Below the response for each of the given images

"faces": [
 {
   "blur": {
     "is_blurry": false,
     "level": 581,
     "threshold": 100
   },
   "exposure": {
     "level": "underexposed"
   }
 }
]
"faces": [
  {
    "blur": {
      "is_blurry": true,
      "level": 26,
      "threshold": 100
    },
    "exposure": {
      "level": "overexposed"
    }
  },
  {
    "blur": {
      "is_blurry": true,
      "level": 17,
      "threshold": 100
    },
    "exposure": {
      "level": "overexposed"
    }
  }
]
In case level is inferior to threshold is_blurry variable is set to true. threshold is a reference value. We suggest you to apply your own threshold in case it is too high for your dataset.

Smile

It interprets input faces and return whether people are smiling or not.

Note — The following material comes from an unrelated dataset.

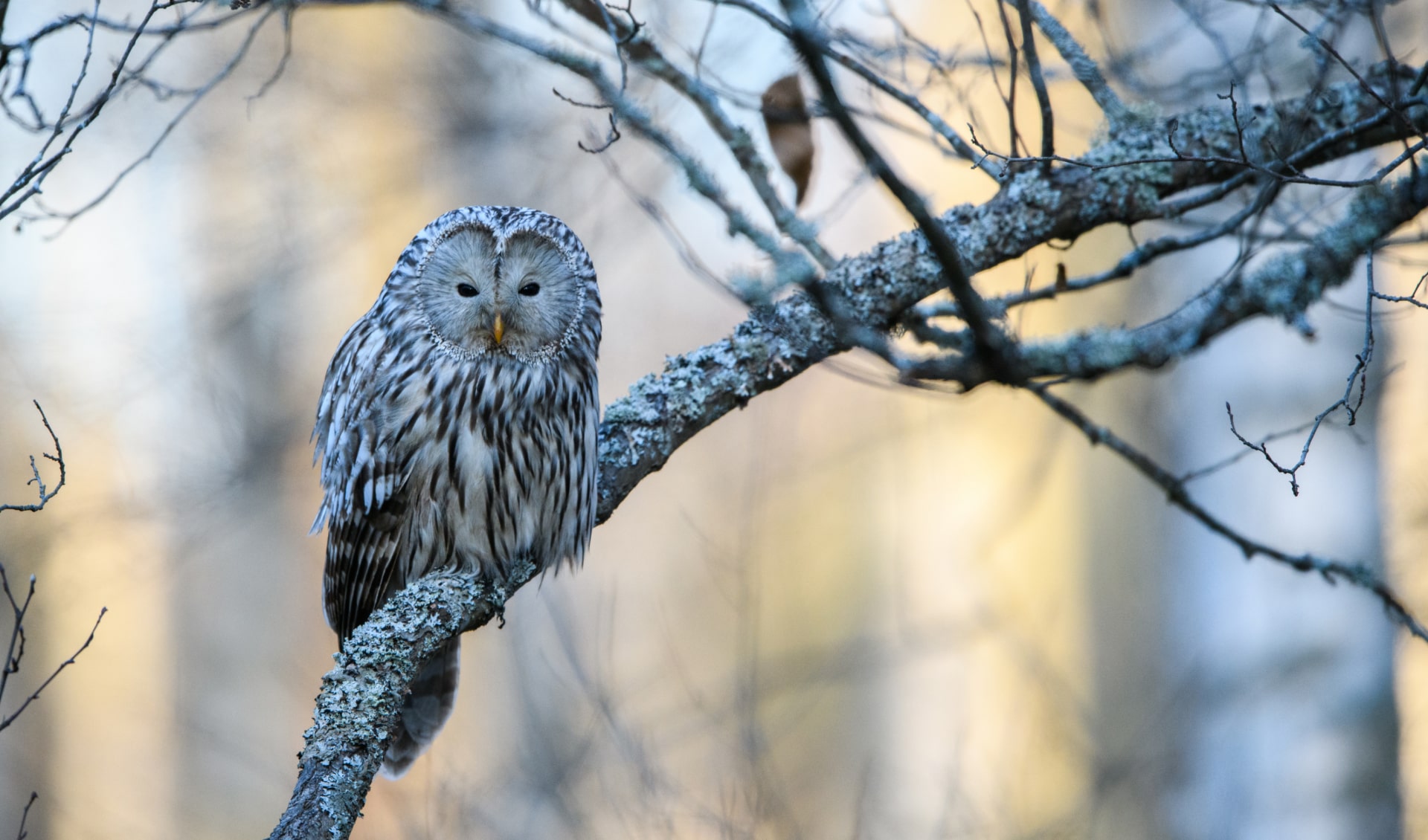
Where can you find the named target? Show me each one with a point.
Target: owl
(457, 428)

Below the response for the given image

{
 "faces": [
   {
     "smile": {
       "is_smiling": true,
       "probability": 1.0
     }
   },
   {
     "smile": {
       "is_smiling": false,
       "probability": 0.05
     }
   },
   {
     "smile": {
       "is_smiling": false,
       "probability": 0.03
     }
   }
 ]
}
For features that do not return (x, y) coordinates you can retrieve which face corresponds to the values, e.g., smile value, by adding the landmark feature on your request. Doing so will add the face's bounding box in the same response JSON element of the smile feature.